Mengolaborasikan antara perasaan dan logika agar seimbang (selaras) memang sulit, tapi harus dipelajari agar kelak memang benar-benar dimengerti makna tersiratnya. Tidak semua orang bisa paham tentang apa yang kita inginkan. Semua pada akhirnya tertuju pada sebuah pilihan. “Anda yang menentukan sebuah pilihan atau pilihan yang nantinya akan menentukan hidup Anda.” Deretan kata motivasi itu selalu saya amati dalam2, disela saya memberikan materi untuk adik2 yang mengikuti bimbingan di sebuah lembaga Bimbel. Ya, hanya mampu menafsirkan makna tersiratnya menurut kadar kemampuan saya. Bahwa dalam hidup memang ada prosedur “memilih dan dipilih”. Bahkan, jika dalam ujian pun (read: belajar, ulangan, tes kemampuan akademik, dll) ada soal yang mengharuskan kita untuk memilih. Akan tetapi, bukan berarti kita tidak berpikir dulu dalam menentukan sebuah pilihan. Kalau boleh saya katakan (read: tanpa ada maksud menyinggung siapa pun), jika memilih sebuah jawaban tanpa berpikir sebelumnya “hanya asal-asalan yang penting selesai” (jika diterapkan dalam ujian), ya... bersiaplah untuk menerima kekecewaan di kemudian. Karena hasil akhir yang menentukan adalah dari usaha yang kita lakukan. Nilai jelek atau baik, Anda-lah yang sudah memutuskan memilih jawaban itu dengan cara Anda sendiri.



Sama halnya jika kita kaitkan dengan kehidupan ini. Manusiawi, jika memilih memang suatu proses yang sulit. Namun, bukan berarti kita tidak ada keberanian mengambil keputusan/ menentukan pilihan, bukan! Karena pada dasarnya, jika ada sekelumit orang yang tidak berani memutuskan sesuatu, sama halnya mereka tidak bisa dikatakan sebagai orang yang berkarakter. Tegas & tanggap terhadap wacana serta kejadian, itu yang seharusnya jadi pembelajaran dalam kehidupan.
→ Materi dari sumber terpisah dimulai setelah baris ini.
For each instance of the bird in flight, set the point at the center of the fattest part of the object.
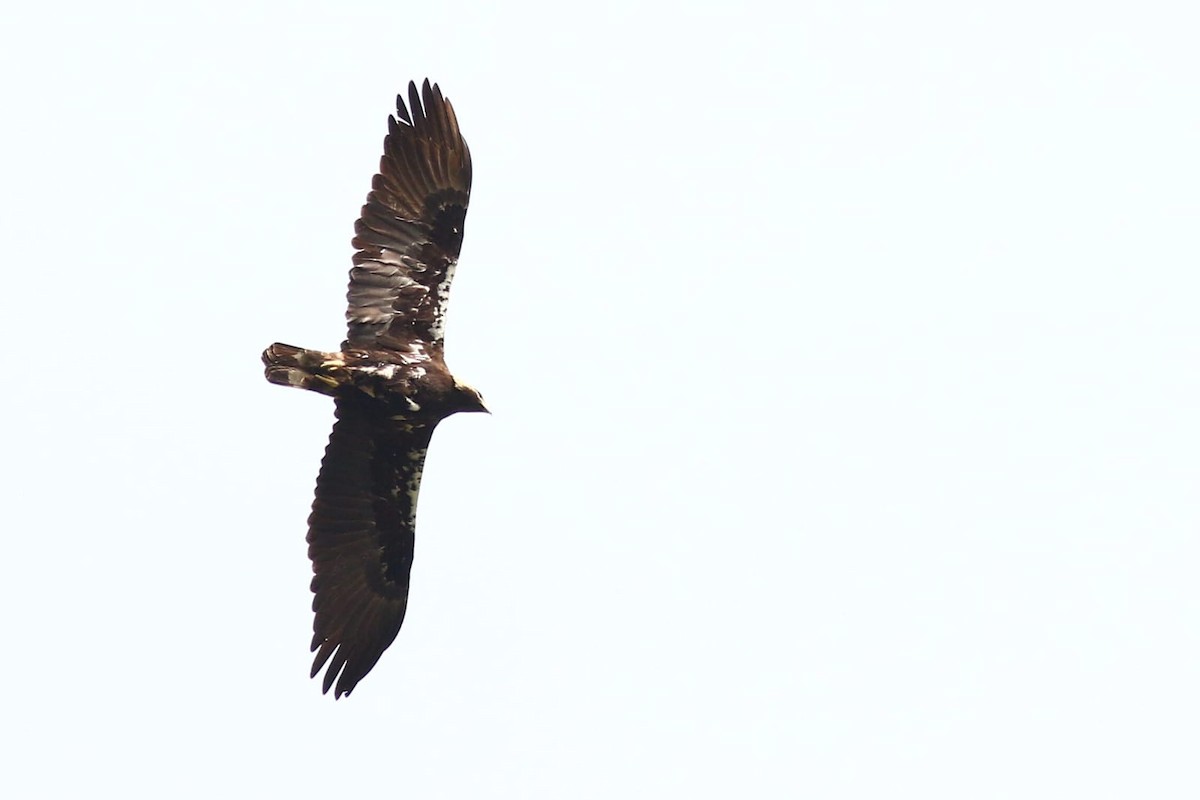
(390, 388)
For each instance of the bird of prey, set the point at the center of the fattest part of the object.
(390, 388)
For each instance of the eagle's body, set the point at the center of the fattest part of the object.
(390, 386)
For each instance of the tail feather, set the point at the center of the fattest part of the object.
(292, 366)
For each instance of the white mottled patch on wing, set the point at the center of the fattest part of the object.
(443, 300)
(412, 486)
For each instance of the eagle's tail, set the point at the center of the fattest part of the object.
(312, 370)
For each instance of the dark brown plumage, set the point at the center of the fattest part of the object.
(390, 386)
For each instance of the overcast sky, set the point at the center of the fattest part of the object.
(844, 370)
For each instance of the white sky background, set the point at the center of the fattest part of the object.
(844, 365)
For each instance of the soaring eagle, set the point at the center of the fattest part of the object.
(390, 388)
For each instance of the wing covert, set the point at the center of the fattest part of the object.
(360, 537)
(409, 233)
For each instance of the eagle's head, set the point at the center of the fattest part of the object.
(467, 398)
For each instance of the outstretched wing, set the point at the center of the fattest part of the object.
(411, 229)
(360, 537)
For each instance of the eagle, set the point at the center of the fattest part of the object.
(390, 388)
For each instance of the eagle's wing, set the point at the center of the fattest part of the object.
(360, 537)
(411, 230)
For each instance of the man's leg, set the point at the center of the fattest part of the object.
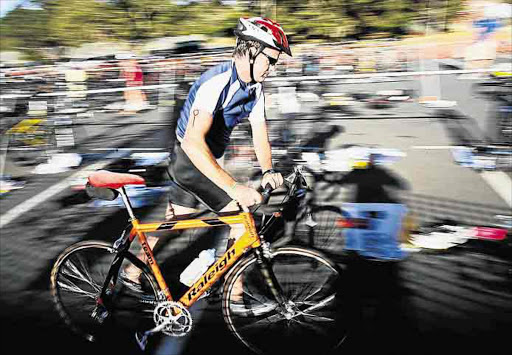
(236, 230)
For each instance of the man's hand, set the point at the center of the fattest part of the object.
(273, 178)
(245, 196)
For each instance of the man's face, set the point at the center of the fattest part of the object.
(264, 63)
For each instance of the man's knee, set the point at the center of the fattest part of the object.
(231, 207)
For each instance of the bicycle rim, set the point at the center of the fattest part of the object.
(320, 230)
(76, 282)
(309, 283)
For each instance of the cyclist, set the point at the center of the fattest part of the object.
(220, 99)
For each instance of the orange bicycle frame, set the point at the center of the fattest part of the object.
(250, 239)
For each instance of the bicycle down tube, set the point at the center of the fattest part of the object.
(248, 240)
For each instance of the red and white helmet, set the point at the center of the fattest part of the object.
(265, 31)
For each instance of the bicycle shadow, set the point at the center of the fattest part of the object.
(374, 184)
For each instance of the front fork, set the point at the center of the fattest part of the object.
(264, 260)
(103, 302)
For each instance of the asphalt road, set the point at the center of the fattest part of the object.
(461, 299)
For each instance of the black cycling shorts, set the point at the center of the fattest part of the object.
(190, 187)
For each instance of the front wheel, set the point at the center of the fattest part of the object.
(320, 229)
(308, 323)
(77, 279)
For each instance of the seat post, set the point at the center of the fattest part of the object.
(127, 203)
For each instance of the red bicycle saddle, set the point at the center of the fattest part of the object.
(104, 178)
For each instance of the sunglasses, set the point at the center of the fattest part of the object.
(271, 61)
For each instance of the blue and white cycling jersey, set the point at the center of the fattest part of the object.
(220, 92)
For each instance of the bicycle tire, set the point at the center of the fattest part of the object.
(326, 236)
(307, 279)
(76, 281)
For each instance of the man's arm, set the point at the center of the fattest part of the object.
(264, 154)
(194, 145)
(261, 145)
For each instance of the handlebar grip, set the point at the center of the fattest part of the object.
(266, 194)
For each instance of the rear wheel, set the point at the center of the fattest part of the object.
(77, 279)
(310, 322)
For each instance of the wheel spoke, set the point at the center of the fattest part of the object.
(71, 287)
(77, 279)
(321, 304)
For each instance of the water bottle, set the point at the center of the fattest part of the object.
(197, 267)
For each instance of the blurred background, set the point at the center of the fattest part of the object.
(393, 102)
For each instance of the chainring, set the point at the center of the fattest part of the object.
(177, 319)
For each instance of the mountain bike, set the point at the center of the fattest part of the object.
(273, 300)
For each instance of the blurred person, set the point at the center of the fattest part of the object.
(135, 100)
(221, 98)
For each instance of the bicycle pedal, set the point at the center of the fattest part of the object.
(142, 340)
(206, 294)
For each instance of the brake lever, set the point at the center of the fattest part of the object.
(266, 196)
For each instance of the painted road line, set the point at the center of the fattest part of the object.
(435, 147)
(501, 183)
(29, 204)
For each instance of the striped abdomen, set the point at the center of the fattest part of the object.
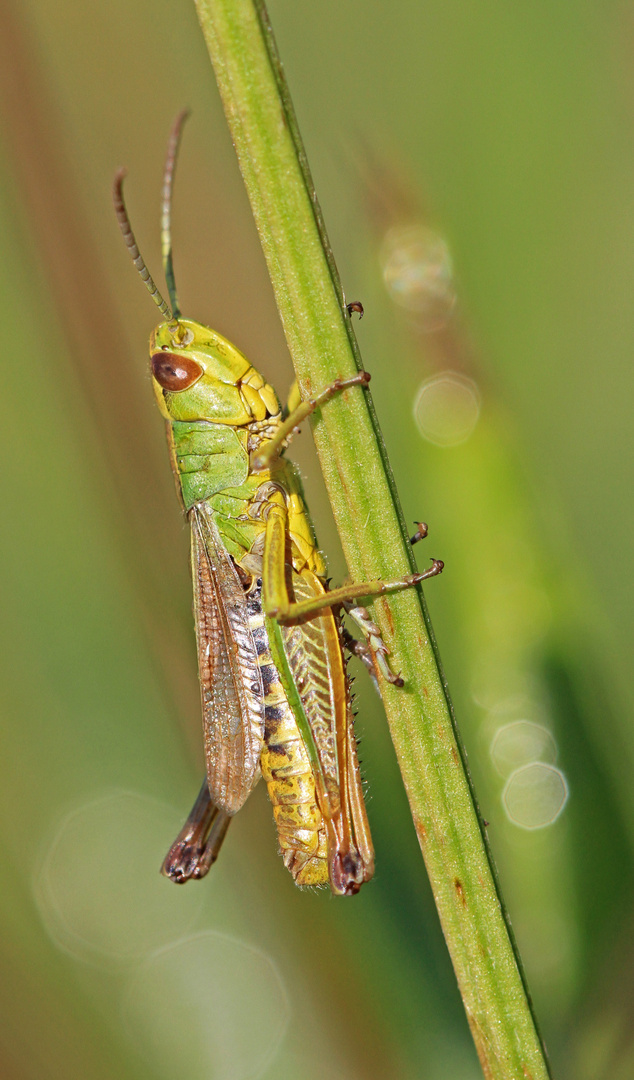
(286, 770)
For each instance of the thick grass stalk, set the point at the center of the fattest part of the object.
(318, 329)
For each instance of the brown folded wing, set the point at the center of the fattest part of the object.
(231, 686)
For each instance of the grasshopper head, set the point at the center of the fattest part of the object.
(199, 375)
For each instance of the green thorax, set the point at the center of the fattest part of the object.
(211, 461)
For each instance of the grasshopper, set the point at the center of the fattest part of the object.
(275, 694)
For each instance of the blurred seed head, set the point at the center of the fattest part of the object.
(418, 273)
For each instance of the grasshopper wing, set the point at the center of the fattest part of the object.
(231, 685)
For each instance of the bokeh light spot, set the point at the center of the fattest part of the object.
(99, 891)
(207, 1008)
(521, 743)
(446, 408)
(418, 273)
(535, 795)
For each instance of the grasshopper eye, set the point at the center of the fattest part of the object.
(175, 373)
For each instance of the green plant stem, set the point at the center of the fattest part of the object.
(375, 542)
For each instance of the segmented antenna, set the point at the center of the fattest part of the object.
(166, 208)
(131, 243)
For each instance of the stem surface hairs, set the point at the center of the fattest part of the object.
(275, 696)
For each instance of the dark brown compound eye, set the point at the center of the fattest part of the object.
(175, 373)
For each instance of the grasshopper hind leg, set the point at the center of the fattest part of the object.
(197, 847)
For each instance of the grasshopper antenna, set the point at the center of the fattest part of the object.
(132, 245)
(166, 208)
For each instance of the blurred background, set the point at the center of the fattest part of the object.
(475, 167)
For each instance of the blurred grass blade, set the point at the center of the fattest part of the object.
(311, 305)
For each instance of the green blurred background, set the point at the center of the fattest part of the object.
(475, 166)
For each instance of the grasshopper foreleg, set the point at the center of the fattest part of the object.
(199, 841)
(277, 602)
(261, 460)
(373, 651)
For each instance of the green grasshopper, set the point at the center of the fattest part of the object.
(275, 696)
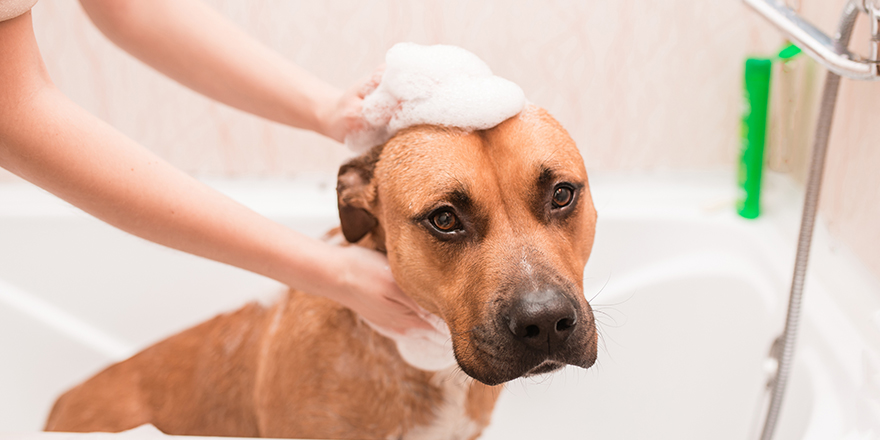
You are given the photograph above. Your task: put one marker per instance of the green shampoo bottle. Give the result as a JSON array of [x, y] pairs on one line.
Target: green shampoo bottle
[[753, 129]]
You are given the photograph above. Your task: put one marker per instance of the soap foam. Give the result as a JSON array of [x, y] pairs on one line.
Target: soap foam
[[436, 85]]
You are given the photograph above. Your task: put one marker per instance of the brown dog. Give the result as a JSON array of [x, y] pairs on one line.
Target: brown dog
[[489, 230]]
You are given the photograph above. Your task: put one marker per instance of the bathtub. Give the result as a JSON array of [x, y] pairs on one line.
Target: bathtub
[[688, 298]]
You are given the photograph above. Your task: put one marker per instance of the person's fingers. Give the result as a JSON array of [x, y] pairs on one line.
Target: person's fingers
[[372, 82]]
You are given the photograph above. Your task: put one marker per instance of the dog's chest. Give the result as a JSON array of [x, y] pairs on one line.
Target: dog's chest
[[451, 419]]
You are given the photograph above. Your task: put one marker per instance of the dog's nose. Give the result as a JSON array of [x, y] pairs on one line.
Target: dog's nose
[[542, 319]]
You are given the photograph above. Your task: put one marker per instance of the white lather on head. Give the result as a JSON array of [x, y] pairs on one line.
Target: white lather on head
[[437, 85]]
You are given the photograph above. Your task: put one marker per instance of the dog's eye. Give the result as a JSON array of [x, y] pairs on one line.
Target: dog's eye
[[562, 196], [445, 221]]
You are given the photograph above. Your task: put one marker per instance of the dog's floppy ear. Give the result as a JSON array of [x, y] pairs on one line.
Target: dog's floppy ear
[[353, 192]]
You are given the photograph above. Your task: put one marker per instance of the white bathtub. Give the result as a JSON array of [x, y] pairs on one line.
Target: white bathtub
[[689, 298]]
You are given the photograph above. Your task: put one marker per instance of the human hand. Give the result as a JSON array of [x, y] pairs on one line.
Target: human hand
[[370, 290], [343, 116]]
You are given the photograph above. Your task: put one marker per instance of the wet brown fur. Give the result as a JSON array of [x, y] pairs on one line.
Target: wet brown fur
[[308, 367]]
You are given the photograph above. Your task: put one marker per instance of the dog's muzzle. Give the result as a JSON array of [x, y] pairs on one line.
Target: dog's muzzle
[[533, 332]]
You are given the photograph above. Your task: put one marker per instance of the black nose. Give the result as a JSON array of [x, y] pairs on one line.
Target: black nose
[[542, 319]]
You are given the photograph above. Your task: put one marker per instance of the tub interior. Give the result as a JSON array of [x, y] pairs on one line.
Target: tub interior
[[688, 299]]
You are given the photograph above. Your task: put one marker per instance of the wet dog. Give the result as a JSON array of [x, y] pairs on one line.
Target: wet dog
[[489, 230]]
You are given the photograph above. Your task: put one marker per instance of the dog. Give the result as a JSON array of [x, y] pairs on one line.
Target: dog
[[489, 230]]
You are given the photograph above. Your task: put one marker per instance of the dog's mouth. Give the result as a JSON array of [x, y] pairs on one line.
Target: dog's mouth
[[492, 354], [544, 367]]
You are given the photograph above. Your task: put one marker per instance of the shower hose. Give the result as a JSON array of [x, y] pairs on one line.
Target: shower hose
[[784, 346]]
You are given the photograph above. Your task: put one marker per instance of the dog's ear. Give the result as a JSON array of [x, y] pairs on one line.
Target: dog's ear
[[353, 192]]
Nah, semua itu tetap dikembalikan lagi kepada yang menjalani hidup. Jika sudah mengambil sebuah keputusan,/ pilihan seharusnya bisa menerima segala konsekuensi, bukan hanya mau menikmati rasa enaknya saja. Itu jika kita tidak mau dikatakan sebagai orang egois & tidak realistis. Semua yang diambil, semua yang dipilih, sudah melalui prosedur kita sendiri, harus sudah terpikirkan pula kausalitasnya kemudian. Rasa marah, jengkel, benci, atau yang selebihnya terbungkus rapi oleh kata “penyesalan”, tidak ada artinya lagi. Semua hal berisiko, tidak ada akibat tanpa adanya sebab. Begitu pula sebaliknya. Apa yang kita putuskan, apa yang kita lakukan, semua ada konsekuensinya, ada kausalitasnya. Benar atau tidaknya, hanya Dia (Allah SWT.) serta hati kita yang bisa menjawabnya.



Ya, secara sederhana & mudah, yang kerap terabaikan oleh hati dan pikiran yakni penempatan posisi diri. Saya siapa? saya ada di mana? Atau mungkin jika ingin dikonsepkan lagi dalam rumus 5 W + 1 H, agar lebih kompleks juga tidak masalah. Sekarang yang jadi tanda tanya, kenapa point “H”(bagaimana), harus berdiri sendiri? Hanya satu? Hasil perenungan yang masih terbatas, saya sedikit bisa menafsirkan makna itu. Kata tanya “How”(bagaimana) mengarah pada suatu proses, baik proses awal atau di akhirnya. Jika yang didapat adalah kebahagiaan, tentunya harus tahu bagaimana proses awal mendapatkan kebahagiaan itu dan harus peka terhadap proses2 selanjutnya agar tetap bahagia adanya. Sama halnya jika kesedihan yang didapat, pada akhirnya juga mencari solusi untuk mengatasi kesedihan biar tidak berlarut-larut. Tidak mudah memang, untuk menginterpretasikan makna posisi (sadar diri), tp harus selalu diingat baik2 biar tetap bisa sadar dan bercermin diri. Sebaiknya, logika pun jg harus dilatih pelan2 (diminimalisasikan) untuk tidak memvonis seseorang tanpa kita pernah berposisi seperti layaknya dia.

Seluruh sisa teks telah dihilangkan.